Le détournement de l’Airbus Paris-Tel-Aviv par des Palestiniens du FPLP et deux membres de la bande à Baader, le 28 juin 1976, sonne la fin définitive des liens entre Israël et Amin Dada. L’avion se pose à Entebbe, le maréchal s’y rend et salut les présents d’un « Shalom ! » retentissant. La majorité des passagers sont juifs, ils sont prisonniers et les terroristes exigent d’Israël la libération de cinquante-trois freedom fighters, Israël refuse de négocier. Les otages non juifs peuvent partir, Paris les rapatrie, les autres demeurent dans l’aéroport, où leurs conditions de vie se détériorent de jour en jour.

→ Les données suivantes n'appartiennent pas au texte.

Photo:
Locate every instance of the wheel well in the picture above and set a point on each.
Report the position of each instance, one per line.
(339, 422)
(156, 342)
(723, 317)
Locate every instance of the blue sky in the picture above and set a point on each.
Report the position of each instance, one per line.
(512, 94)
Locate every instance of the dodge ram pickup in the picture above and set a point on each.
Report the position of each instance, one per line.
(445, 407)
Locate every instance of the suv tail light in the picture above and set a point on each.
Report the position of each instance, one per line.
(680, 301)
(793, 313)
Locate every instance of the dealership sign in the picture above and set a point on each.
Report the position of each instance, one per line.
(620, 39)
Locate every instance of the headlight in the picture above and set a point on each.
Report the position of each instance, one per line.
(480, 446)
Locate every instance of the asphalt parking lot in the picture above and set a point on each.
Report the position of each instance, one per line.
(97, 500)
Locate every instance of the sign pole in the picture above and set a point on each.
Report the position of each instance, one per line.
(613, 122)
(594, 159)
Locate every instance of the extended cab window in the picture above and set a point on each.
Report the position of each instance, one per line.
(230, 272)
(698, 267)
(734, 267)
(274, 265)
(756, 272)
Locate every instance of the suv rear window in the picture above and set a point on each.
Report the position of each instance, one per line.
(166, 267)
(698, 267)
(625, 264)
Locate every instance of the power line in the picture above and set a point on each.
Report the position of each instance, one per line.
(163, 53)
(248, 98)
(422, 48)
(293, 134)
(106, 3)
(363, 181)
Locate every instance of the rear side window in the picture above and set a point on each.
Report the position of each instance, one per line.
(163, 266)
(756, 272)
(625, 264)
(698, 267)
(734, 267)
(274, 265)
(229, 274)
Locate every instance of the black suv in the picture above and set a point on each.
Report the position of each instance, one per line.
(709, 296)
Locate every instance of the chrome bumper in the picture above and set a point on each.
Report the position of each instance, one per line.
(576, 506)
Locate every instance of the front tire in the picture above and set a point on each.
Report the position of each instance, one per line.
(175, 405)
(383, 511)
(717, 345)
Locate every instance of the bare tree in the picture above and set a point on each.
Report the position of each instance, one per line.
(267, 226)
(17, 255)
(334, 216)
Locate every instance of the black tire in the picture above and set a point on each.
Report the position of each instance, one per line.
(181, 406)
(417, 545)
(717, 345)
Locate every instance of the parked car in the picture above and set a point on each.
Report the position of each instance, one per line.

Les services secrets israéliens et l’élite de l’armée préparent, dans le plus grand secret, une mission pour récupérer les otages. Deux Boeing sont affrétés, un plan d’action a été mis au point avec la plus grande précision, l’opération est menée tambour battant : sept terroristes sont tués, le lieutenant-colonel Yonathan Netanyahou (frère aîné de l’actuel premier ministre d’Israël) et deux otages sont sacrifiés. C’est néanmoins un incroyable succès. Du côté ougandais, c’est la honte. Les responsables de l’aéroport, les opérateurs radars, les gardes, de nombreux civils sont assassinés par l’armée, qui obéit aveuglément à Amin Dada.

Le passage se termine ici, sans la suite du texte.